Tinebra no se dio por aludido y siguió con la enumeración:
—Después, una falsa declaración por parte de Petrocchi…
—A propósito, he mandado que lo arresten de nuevo, hace unas horas.
—Lo sé. No nos preocupa. Sabe poco o nada, y en cualquier caso no cambiará su declaración, especialmente ahora que Tremolaterra no puede desmentirlo. Es un hombre de principios.
—¿Y Mezzasalma? ¿Él qué gana? ¡No le habrán prometido que será preboste del coro de la Confraternidad!
—El
Eco di Roma
es un periódico faccioso. Nacen como setas, con la humedad, a la sombra de la política y de los negocios, y se pudren con la misma facilidad. No tiene idea de los favores y de la financiación con que cuenta: cosas de la que antes o después hay que pasar factura. Y en el fondo, ¿qué es lo que ha hecho? Un artículo de periódico, que le desafío a que convierta en una prueba…
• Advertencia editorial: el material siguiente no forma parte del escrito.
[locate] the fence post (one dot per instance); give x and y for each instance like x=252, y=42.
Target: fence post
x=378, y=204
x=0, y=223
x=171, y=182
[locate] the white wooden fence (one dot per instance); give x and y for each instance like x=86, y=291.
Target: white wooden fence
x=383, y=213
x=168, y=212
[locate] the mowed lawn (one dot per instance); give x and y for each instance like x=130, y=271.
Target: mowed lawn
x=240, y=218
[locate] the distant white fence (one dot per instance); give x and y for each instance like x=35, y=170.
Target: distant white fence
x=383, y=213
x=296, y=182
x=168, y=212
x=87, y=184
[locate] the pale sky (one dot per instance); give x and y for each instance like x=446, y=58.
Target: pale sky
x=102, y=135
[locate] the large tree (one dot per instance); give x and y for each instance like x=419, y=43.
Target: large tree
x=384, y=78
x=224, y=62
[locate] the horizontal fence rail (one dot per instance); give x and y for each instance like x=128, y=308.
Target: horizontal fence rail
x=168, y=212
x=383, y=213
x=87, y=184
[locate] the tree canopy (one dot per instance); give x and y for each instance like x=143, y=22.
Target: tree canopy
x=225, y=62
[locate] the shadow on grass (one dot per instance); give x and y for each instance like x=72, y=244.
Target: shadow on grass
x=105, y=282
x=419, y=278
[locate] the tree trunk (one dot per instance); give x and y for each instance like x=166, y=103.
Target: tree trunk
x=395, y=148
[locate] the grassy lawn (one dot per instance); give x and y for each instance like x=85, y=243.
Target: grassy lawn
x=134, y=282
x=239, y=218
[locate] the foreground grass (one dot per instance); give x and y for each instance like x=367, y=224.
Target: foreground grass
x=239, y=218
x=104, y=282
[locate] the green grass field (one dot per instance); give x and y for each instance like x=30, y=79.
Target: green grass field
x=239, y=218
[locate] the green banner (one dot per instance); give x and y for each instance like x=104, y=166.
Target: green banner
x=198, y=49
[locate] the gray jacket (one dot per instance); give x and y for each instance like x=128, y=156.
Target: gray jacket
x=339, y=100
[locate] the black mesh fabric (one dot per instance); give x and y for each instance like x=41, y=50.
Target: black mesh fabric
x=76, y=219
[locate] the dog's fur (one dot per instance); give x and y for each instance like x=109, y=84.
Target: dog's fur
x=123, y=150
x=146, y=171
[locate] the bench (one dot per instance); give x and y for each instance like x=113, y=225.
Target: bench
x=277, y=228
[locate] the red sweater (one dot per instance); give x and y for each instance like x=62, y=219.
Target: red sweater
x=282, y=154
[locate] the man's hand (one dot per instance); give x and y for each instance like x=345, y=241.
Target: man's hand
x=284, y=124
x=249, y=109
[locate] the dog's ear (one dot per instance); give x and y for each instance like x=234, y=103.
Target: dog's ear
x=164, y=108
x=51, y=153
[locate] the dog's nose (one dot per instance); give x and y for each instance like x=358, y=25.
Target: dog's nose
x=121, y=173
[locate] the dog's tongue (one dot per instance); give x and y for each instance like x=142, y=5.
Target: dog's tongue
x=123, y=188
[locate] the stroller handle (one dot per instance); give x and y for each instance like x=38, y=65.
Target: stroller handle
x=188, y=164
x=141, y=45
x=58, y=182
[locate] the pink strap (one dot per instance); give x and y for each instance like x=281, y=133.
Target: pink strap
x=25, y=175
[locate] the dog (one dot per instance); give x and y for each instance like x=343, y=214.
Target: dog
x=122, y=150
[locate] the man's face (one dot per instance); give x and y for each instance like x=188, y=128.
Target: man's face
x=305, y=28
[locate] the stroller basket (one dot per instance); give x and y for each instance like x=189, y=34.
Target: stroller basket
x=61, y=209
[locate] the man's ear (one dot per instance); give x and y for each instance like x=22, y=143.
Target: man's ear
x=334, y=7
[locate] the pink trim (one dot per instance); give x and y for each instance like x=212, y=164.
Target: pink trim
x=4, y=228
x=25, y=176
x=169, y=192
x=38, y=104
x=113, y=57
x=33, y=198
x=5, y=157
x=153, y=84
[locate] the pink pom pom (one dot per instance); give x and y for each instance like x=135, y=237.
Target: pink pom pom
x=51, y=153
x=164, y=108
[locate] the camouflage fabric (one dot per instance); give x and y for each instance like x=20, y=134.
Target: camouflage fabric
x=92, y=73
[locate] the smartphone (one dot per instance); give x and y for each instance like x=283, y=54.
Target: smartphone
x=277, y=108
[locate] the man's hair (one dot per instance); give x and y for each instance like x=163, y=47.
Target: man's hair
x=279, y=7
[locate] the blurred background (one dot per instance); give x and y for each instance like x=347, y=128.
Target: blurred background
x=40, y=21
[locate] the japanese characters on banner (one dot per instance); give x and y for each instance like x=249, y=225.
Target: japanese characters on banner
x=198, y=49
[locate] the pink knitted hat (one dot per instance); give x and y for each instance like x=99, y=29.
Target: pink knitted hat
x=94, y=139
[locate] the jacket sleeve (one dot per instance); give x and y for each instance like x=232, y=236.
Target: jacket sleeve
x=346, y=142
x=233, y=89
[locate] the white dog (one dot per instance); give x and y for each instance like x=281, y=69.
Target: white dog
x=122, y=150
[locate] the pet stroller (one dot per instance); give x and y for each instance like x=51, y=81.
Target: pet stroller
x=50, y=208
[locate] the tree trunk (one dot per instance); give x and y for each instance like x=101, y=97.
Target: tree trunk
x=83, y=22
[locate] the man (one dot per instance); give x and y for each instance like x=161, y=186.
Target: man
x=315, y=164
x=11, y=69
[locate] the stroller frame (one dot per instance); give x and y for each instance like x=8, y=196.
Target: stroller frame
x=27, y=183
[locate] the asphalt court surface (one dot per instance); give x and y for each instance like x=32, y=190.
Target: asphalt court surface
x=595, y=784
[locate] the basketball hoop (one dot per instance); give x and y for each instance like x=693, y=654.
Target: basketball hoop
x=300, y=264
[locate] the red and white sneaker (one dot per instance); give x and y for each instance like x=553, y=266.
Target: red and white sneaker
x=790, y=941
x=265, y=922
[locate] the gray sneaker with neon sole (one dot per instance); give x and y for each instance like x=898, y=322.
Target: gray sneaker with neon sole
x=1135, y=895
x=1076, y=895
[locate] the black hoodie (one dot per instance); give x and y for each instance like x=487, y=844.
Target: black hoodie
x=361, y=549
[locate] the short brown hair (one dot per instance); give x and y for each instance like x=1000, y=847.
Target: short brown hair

Corrado se vio por última vez desde fuera, y esta vez la náusea se volvió insoportable. No aguantaba más a aquel hombre que hablaba de actos despreciables como si fueran movimientos de una partida de ajedrez. No conseguía atravesar la máscara de Tinebra, llegar hasta él, descubrir si realmente le impulsaba la voluntad de librar una guerra a la Banca Romana, o si en realidad no era más que un interlocutor de las secretas jerarquías de la Confraternidad de la Morte Desolata. Ya le daba igual.
Se levantó de golpe y derribó la silla. Las llamas de las velas temblaron enloquecidas. Tinebra entrecerró ligeramente los ojos. Archibugi dio unos pasos hacia la puerta.
—Inspector. Olvida nuestro pacto.
Archibugi se giró.
—Usted olvida que soy policía, no filósofo. Me ha dado una explicación, no sé hasta qué punto sincera, pero que coincide con lo que yo ya sabía. No me basta.
Entonces Tinebra se levantó, lentamente, y su sombra se alargó, extendiéndose por el acolchado de color sangre de las paredes.
—Inspector, esos dos billetes…, tiene que dármelos. Le he explicado el motivo. ¿Qué cree que puede hacer usted?
—Le daré los dos billetes…, a cambio de Mezzasalma.
Parecía que el cuerpo del director del
Eco di Roma
hubiera caído en medio de la sala desde el techo, y que los dos lo velaran en silencio.